Assign specific signature to the specific data value within the treatment

Hi R-Community,

I plotted a boxplot using ggplot2 library as attached below. Now, I am interested in highlighting specific data values with in the treatment. How can I accomplish this? For example, I want to change the color of specific data point for analyst_2 and different specific data point for analyst_1.

Any help will be highly appreciated!

I code I use to generate the plot is below:
ggplot(data.m4, aes(x = Treatment, y = value, fill = Treatment)) + geom_boxplot(position = position_dodge(width = 0.7)) + facet_wrap(~vars, scales = "free_y") + geom_point(position = position_jitterdodge(jitter.width = 0.1, dodge.width = 0.7), aes(fill = Treatment), pch = 21) + theme_bw()

image

1 Like
library(ggplot2)
p <- ggplot(mpg, aes(class, hwy))
p + geom_boxplot(aes(colour = drv)) + 
  geom_point( 
    data = mpg[which(mpg$hwy > 40),], 
    aes(class,hwy),
    color="blue", size=4, show.legend = FALSE) +
  theme_minimal()

Thank you prompt reply, I highly appreciate it. How can I specify different values in different treatment. For example, anything >40 in sub compact and value between 25 to 30 in midsize.

Thank you so much in advance.

@technocrat - I am attaching my data for your reference. I want to specify data values below 0.17 in spiked_SqMV2 Analyst_2 and data values below 0.2 in Naturally_infected_SqMV12 in Analyst_1 only.

See the FAQ: How to do a minimal reproducible example reprex for beginners. A screenshot is not a good substitute for representative data, so I'll have to make some assumptions.
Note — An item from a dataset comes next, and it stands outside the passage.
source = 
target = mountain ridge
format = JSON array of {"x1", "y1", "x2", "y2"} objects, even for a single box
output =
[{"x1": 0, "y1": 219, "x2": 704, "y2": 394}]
For a data frame named Dat with fields spiked_SqMV2, Naturally_infected_SqMV12, Analyst_2 and Analyst_1, I'm going to use S,N,A1 and A2 for convenience. To select only those points that meet criteria described involves a Boolean logical specification.

(S < 0.17 \& A\ 2) \& (S < 0.2 \& A1)

To implement that in R, we can subset my_data

my_data[which((S< 0.17 &  A1) & (N < 0.2 & A2)),]

This assumes that A1 and A2 are typeof logical`

@technocrat Thank you so much.

I tried couple of different ways - did not work. I've attached demo datasheet and code error. One of closest example I've found is r - subsetting points in a faceted plot using position_jitterdodge - Stack Overflow but in this case the cutoff was set same of all treatments.

Thank you!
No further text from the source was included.